Knowing he was going out of business, a Florida pool builder obtained permits and dug holes in order to receive payments on projects he had no intention of finishing, according to a lawsuit filed by the Florida attorney general.
The 19-page claim is against Nationwide Pools and also accuses the company of providing fraudulent financing, nonexistent rebates and worthless warranties.
The Pompano Beach-based company has been in business since 2005, with multiple branches in Florida. The firm ceased operations in recent weeks in the wake of an investigation that alleges deception on nearly every stage of the sales and construction process. Weeks before closing, Nationwide Pools demanded progress payments from customers, with the promise that work would begin “in the next few days,” according to the lawsuit filed in Broward County Circuit Court.
Maria Liburdi considers herself lucky that Nationwide Pools never showed up to pour concrete. The 62-year-old said even what little work the company completed was insufficient and that she had to remove the rebar that Nationwide Pools had installed because it wasn’t up to par. “By the time this is done, it’ll cost us $50,000 when it should have cost $32,000,” the Port Saint Lucie resident said.

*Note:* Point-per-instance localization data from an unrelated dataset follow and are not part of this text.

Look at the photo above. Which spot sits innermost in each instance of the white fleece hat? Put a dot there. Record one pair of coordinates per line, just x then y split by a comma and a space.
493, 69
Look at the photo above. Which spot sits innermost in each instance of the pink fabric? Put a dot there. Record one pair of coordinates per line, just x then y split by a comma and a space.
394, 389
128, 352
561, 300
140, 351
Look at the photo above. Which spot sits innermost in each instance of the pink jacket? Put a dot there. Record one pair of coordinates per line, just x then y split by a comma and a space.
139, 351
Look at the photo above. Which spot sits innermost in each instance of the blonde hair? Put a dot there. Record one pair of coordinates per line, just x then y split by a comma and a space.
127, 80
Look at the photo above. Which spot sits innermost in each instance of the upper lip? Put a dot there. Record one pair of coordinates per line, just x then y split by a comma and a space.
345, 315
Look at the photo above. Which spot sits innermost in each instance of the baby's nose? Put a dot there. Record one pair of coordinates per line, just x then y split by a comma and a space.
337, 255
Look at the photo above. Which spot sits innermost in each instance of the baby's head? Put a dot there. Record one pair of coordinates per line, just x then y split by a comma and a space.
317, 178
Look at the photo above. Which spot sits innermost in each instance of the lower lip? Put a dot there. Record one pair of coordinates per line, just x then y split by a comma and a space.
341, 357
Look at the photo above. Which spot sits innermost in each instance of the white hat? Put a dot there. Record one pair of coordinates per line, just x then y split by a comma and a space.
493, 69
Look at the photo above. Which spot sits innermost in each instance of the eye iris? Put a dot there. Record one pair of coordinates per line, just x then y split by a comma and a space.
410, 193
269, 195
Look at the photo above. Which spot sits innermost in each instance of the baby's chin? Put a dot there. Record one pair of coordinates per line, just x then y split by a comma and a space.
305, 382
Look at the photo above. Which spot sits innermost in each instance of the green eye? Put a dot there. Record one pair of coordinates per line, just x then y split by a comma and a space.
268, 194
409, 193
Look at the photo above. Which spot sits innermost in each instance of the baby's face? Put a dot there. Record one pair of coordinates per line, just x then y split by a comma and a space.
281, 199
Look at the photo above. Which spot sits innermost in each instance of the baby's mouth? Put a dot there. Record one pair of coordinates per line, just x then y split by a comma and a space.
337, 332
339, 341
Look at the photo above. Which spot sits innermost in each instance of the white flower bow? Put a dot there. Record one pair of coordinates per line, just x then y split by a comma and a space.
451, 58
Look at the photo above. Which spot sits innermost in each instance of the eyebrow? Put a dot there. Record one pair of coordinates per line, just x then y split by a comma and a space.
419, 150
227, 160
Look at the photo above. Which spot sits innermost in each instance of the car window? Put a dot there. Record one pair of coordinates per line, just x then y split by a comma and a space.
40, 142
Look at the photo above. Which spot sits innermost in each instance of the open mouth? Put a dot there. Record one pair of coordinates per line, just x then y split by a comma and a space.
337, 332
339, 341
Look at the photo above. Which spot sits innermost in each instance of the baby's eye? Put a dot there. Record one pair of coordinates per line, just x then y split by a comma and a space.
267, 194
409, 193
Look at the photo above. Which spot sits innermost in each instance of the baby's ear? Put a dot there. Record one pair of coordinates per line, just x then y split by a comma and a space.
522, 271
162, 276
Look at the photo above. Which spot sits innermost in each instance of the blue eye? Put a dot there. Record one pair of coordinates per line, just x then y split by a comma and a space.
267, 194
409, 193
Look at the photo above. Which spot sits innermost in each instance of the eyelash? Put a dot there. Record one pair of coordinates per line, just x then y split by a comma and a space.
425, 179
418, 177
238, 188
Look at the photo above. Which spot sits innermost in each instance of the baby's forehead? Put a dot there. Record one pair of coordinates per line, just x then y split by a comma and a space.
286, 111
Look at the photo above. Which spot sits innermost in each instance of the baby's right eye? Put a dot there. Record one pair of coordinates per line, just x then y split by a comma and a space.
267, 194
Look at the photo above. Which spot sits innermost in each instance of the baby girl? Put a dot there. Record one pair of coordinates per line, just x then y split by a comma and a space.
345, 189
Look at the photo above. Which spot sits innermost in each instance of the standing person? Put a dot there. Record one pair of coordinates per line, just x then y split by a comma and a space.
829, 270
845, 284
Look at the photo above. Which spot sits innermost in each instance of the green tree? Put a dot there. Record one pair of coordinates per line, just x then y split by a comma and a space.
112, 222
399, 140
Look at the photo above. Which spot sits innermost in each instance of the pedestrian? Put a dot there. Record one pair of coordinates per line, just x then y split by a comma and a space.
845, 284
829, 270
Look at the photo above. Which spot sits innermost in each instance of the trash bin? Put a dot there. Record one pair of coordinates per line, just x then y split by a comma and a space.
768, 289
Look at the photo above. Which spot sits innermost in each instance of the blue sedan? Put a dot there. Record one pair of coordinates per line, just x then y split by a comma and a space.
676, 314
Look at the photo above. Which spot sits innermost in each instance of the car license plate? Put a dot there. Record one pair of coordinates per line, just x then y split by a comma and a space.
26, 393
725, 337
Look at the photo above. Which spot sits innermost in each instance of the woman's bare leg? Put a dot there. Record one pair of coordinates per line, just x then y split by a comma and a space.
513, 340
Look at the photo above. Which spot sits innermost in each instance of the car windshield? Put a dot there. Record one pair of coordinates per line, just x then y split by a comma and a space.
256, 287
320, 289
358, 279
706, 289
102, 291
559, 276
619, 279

According to the lawsuit, Nationwide Pools falsely advertised “quality construction” specifications such as 8-inch-thick concrete walls and steel rebar placed every 9 inches. The company allegedly withheld from customers the second page of engineering plans, which outlined the true specifications.
In addition, Nationwide Pools also allegedly offered a $2,500 manufacturer’s rebate when no such rebate existed, falsifying serial numbers and advertising limited rebate quantities to create a sense of urgency. Salespeople then included the value of the rebate in the total price charged to customers.
Nationwide Pools also allegedly charged customers for “deductibles” or “service calls” on equipment repairs already covered under manufacturers’ warranties. These charges were not disclosed at the time of purchase, the lawsuit stated.
Eric Arnum, editor of Warranty Week, said he’s heard of similar scams in the auto industry. But in many of those cases, the vehicle owners didn’t know they were already covered under warranties. “In cases like this, it’s worse because the poor [manufacturer’s] reputation is being dragged through the mud when they have nothing to do with it.”
Nationwide Pools also is accused of offering in-house financing, though it was not licensed to do so. The company allegedly sent pre-approval letters to customers, regardless of their incomes or credit scores.
Many customers complained that Nationwide Pools refused to rescind contracts or refund deposits if they were denied loans by any of its third-party lenders, even though they had specifically negotiated financing contingencies in their contracts, according to lawsuit.
The Office of the Attorney General began investigating Nationwide Pools in May after receiving dozens of complaints from customers who are out thousands of dollars for incomplete pools. In a deposition last month, owner Keith Stuart pleaded his Fifth Amendment right not to answer questions concerning certain business practices.